Wyman’s national appointments include the UNESCO Commission and the National Endowment for the Arts. She was employed as a movie industry executive and consultant to Los Angeles mayor Tom Bradley. She has been a board member of many arts, social services, educational and health organizations, and has received numerous awards.
Rosalind Wiener Wyman is a strong, even controversial, personality. Naming her Woman of the Year for 1958, the Los Angeles Times called her “not a namby-pamby, self-sacrificing, ‘unselfish’ woman—[but] a woman who believes people should have what they enjoy.” In addition to pioneering female activism in traditional party politics, she helped open the southern California political establishment to people, many Jewish, from the entertainment industry.
Wyman has received many Jewish community awards, chaired fund-raising events, and served on the board of American Friends of the Hebrew University. In harmony with her political commitments, Wyman’s deepest Jewish involvements have concerned intergroup relations. Vice-chair of the Community Relations Committee of the Los Angeles Jewish Community Council, Wyman has advocated Jewish community engagement with the widest range of civic affairs.
On July 8, 2003, the fiftieth anniversary of Wyman’s election to the Los Angeles City Council, Dianne Feinstein addressed the Senate, paying tribute to this “truly remarkable woman”: “For many years now, Roz has worked tirelessly, for her family and friends, for the City she loves, for the State of California, for the Democratic Party, and for women everywhere.”
Berges, Marshall. “Home Q & A: Rosalind Wyman.” Los Angeles Times, December 10, 1978, sec. 2C, p. 74+.
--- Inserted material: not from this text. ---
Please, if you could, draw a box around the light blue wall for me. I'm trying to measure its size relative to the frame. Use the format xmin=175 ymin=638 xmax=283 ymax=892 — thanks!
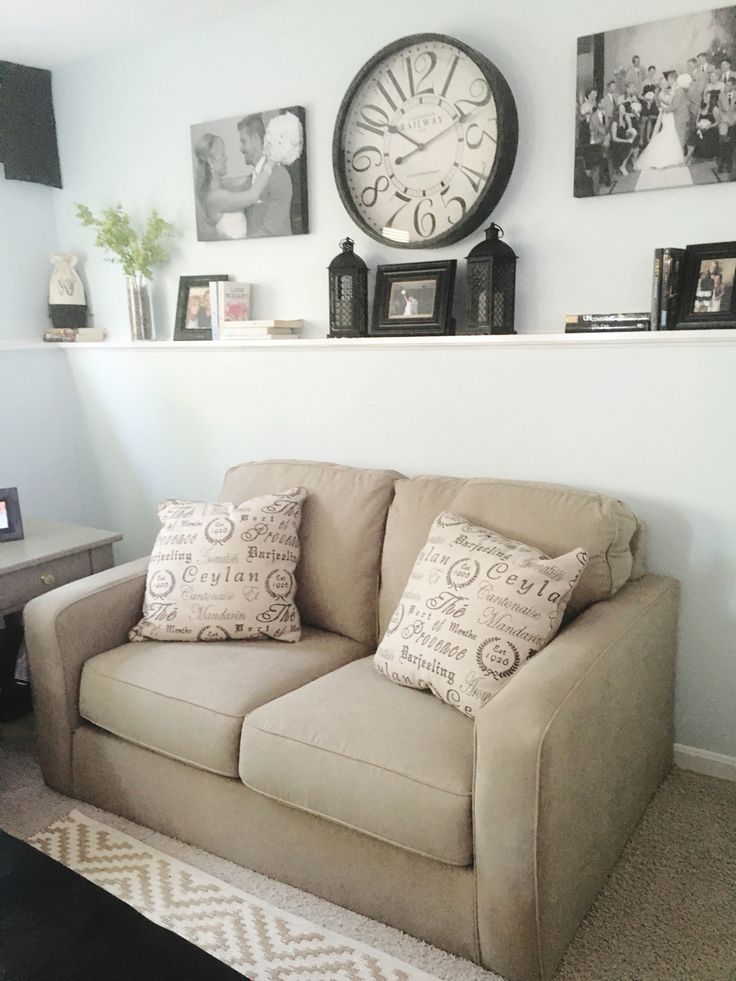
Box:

Chall, Malca. “‘It’s a Girl’: Three Terms of the Los Angeles City Council, 1953–1965, Three Decades in the Democratic Party, 1948–1978.” Oral history. Transcript, Regional Oral History Office, Bancroft Library, University of California, Berkeley.
“A ‘Born Democrat’ Plans the Party.” NYTimes, July 16, 1984 (reprinted in NYTimes Biographical Service, 1984 ed., 1043–1044).
Feinstein, Dianne. “A Tribute to Roz Wyman.” Congressional Record, July 8, 2003.
Hicks, Cordell. “Woman of the Year: Rosalind Wyman, a Civic Force at 28.” LATimes, January 18, 1959, sec. 4, p. 1.
Lewine, Frances. “Democrats Count on Rosalind.” LATimes, April 20, 1973, sec. 4, p. 13; Moore, Deborah Dash. To the Golden Cities (1994).
Vils, Ursula. “Convention Chair Another in Life of Firsts.” LATimes, July 7, 1983, sec. 5, p. 1+; Who’s Who in American Politics, 13th ed. (1991).
Who’s Who of American Women. 12th ed. (1981).